Il n’était plus du tout adapté à la situation. A mesure que le nombre de bacheliers a augmenté, de plus en plus de filières sont devenues “sous-tension”; c’est à dire des filières pour lesquelles il y a beaucoup plus de demandes que de places disponibles. L’algorithme n’a pas été prévu pour gérer cette situation de pénurie.

 APB a été mis au point dans l’académie de Nantes pour l’admission en classes préparatoires . Dans ces conditions, il fonctionnait suffisamment bien. L’erreur qui a été commise c’est de le généraliser à toutes les filières et en particulier aux filières « sous-tension» car, dans cette situation, il se transforme en un système basé presque exclusivement sur le tirage au sort. A la parution du code source d’APB, beaucoup d’enseignants ont été choqués, car on fait beaucoup de choses pour l’orientation et le soutien à l’université avec des moyens limités. Des efforts inutiles si le système biaise complètement le jeu à l’origine.

 

Parcoursup était censé réduire ce recours au hasard. Est-ce que ça a été le cas ?

C’était l’un des objectifs, mais après cette année, il n’a pas été rempli. L’algorithme global est relativement simple, c’est un système de gestion de files d’attente. Les lycéens disposent de 10 voeux non-classés; à chaque candidature sont associées les notes du lycéen et une lettre de motivation. Les filières étudient les candidatures et doivent classer les candidats. Théoriquement, c’est pour qu’il y ait plus d’humain dans les choix d’affectation à l’université.

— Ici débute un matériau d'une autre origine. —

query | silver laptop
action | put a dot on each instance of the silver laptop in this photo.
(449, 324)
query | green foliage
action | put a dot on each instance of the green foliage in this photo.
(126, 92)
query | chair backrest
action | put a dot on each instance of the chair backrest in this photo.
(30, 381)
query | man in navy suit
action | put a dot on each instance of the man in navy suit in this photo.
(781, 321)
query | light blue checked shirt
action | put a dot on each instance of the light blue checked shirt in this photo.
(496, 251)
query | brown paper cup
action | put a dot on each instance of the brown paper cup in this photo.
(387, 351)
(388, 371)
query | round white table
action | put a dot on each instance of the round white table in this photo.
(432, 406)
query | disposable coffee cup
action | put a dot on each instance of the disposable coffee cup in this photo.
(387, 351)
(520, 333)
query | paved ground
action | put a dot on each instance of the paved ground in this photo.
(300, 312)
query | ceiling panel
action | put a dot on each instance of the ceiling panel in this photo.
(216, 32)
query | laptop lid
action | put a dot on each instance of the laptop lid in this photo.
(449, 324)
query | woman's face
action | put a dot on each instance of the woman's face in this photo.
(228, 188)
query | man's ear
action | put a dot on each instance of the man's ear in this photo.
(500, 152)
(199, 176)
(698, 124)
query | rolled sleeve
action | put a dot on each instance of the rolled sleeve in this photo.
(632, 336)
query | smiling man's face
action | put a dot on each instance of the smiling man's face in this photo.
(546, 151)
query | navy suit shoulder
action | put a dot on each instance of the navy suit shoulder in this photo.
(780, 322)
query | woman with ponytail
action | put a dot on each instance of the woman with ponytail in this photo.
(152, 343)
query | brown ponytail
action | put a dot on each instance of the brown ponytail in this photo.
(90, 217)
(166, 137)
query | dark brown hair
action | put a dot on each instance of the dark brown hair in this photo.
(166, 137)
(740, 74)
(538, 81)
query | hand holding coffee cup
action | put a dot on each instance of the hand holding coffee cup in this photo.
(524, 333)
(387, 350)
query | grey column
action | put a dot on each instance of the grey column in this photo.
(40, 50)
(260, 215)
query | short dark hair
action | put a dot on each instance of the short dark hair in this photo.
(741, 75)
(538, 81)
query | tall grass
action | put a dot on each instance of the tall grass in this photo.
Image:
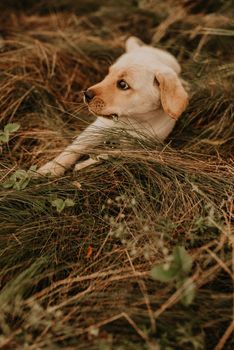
(79, 277)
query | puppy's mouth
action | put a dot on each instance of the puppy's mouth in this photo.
(112, 116)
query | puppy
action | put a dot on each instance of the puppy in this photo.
(142, 91)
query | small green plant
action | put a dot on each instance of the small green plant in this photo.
(177, 268)
(60, 204)
(9, 129)
(20, 179)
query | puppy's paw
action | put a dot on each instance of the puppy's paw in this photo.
(51, 169)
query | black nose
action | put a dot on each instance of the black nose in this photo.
(89, 95)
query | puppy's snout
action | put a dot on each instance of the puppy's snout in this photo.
(89, 95)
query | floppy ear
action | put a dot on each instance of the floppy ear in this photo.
(133, 43)
(174, 98)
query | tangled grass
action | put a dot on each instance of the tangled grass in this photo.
(78, 276)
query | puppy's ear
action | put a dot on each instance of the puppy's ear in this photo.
(174, 98)
(133, 43)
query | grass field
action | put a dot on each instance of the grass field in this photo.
(135, 252)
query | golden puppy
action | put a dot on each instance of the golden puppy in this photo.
(141, 91)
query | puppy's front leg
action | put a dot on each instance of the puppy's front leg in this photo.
(89, 137)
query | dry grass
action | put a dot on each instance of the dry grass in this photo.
(80, 279)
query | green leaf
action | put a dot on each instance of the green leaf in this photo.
(11, 127)
(69, 202)
(4, 137)
(188, 294)
(8, 183)
(161, 274)
(182, 259)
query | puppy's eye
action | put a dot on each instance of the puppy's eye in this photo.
(122, 85)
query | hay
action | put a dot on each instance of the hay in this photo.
(80, 278)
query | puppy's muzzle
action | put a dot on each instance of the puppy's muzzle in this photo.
(88, 95)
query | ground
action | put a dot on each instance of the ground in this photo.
(135, 252)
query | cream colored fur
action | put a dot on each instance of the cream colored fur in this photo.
(155, 99)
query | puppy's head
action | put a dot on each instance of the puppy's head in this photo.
(137, 84)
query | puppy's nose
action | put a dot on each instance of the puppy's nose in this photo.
(89, 95)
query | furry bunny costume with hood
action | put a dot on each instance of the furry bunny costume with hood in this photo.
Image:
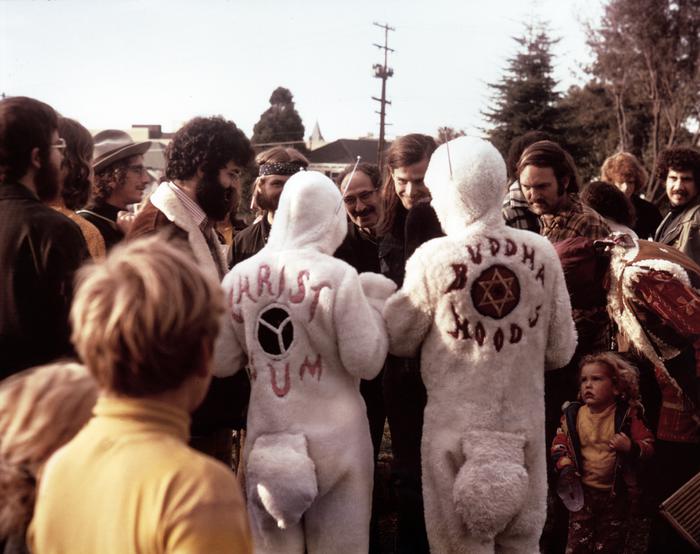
(310, 328)
(489, 307)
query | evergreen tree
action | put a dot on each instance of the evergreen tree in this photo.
(525, 98)
(281, 122)
(446, 134)
(647, 52)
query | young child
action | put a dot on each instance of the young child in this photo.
(597, 448)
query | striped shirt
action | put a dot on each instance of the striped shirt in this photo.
(196, 213)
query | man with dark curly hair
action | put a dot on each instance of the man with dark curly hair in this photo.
(40, 249)
(120, 179)
(679, 169)
(203, 167)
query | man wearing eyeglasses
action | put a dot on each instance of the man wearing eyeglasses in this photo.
(120, 180)
(203, 167)
(361, 190)
(40, 249)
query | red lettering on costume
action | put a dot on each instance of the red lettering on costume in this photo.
(516, 333)
(237, 316)
(317, 292)
(479, 333)
(494, 245)
(540, 275)
(460, 326)
(252, 372)
(311, 367)
(529, 255)
(243, 287)
(460, 277)
(298, 297)
(280, 283)
(264, 273)
(475, 256)
(532, 321)
(498, 339)
(280, 391)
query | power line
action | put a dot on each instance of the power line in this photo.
(383, 72)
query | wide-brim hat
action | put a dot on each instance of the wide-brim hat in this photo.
(113, 145)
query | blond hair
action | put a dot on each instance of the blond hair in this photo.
(143, 317)
(624, 167)
(41, 409)
(623, 374)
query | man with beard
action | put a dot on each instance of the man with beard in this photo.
(203, 164)
(40, 249)
(679, 169)
(276, 165)
(120, 179)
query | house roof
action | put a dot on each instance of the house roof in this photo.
(345, 151)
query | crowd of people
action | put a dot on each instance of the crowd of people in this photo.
(533, 344)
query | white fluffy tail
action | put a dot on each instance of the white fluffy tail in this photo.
(491, 486)
(282, 476)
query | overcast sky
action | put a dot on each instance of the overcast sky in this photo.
(119, 62)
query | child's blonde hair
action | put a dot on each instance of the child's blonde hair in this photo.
(623, 374)
(143, 317)
(41, 409)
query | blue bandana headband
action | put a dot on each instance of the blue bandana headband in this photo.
(281, 168)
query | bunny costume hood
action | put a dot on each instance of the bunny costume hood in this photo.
(310, 214)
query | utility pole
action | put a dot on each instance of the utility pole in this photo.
(382, 72)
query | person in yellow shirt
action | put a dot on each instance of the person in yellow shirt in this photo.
(144, 322)
(596, 449)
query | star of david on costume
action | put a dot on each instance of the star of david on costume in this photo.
(501, 296)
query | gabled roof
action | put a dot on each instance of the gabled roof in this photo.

Si l’algorithme global fait son travail, c’est au niveau des algorithmes « locaux » que le système a révélé ses failles. Quand il y a 40 candidatures pour 40 places, on a le temps de les étudier. Mais dans de nombreuses filières, c’est juste impossible car il n’y a pas assez de monde pour traiter tous les dossiers en si peu de temps. Ici, par exemple, nous avons reçu plus de 5000 pour 315 places. Donc le choix a été fait de mettre en place un algorithme local pour pouvoir trier les candidatures. De nombreux collègues ont utilisé un tableur pour procéder au tri. D’une part, c’est un bricolage, qui manque de transparence, mais surtout, un collègue de Strasbourg a montré qu’en fonction de la pondération des notes, on revenait presque à… un tirage au sort

 

L’intelligence artificielle pourrait-elle permettre aux étudiants d’être mieux orientés, à leur bénéfice, mais aussi à celui des universités ?

Il y aura un gros travail à faire sur les données et indicateurs. Il faut des données homogènes, et il faudrait donc se baser sur les notes du baccalauréat. Mais effectivement, en prenant une approche bien plus collaborative et open data, on pourrait donner des recommandations de qualité.

Ce qu’il faut voir c’est que l’IA peut servir, mais il faudra surtout ajouter de l’humain. Il ne faut pas voir l’algorithme comme le seul fautif. Mais il faut en faire un outil de recherche évolutif et ouvert, car les algorithmes de machine learning ont toujours un taux d’erreur. Le problème c’est que ces erreurs sont finalement des vies qui sont potentiellement gâchées. Les modèles de machine learning marcheront bien pour les cas généraux mais ils échoueront probablement sur les profils originaux ou atypiques. Et en posant un système « trop intelligent », qui vous sert une orientation sur un plateau, vers un métier précis, on risque de « catégoriser » et d’enfermer des étudiants dans des voies. A un âge où ça reste finalement normal de pouvoir expérimenter, se tromper et se réorienter.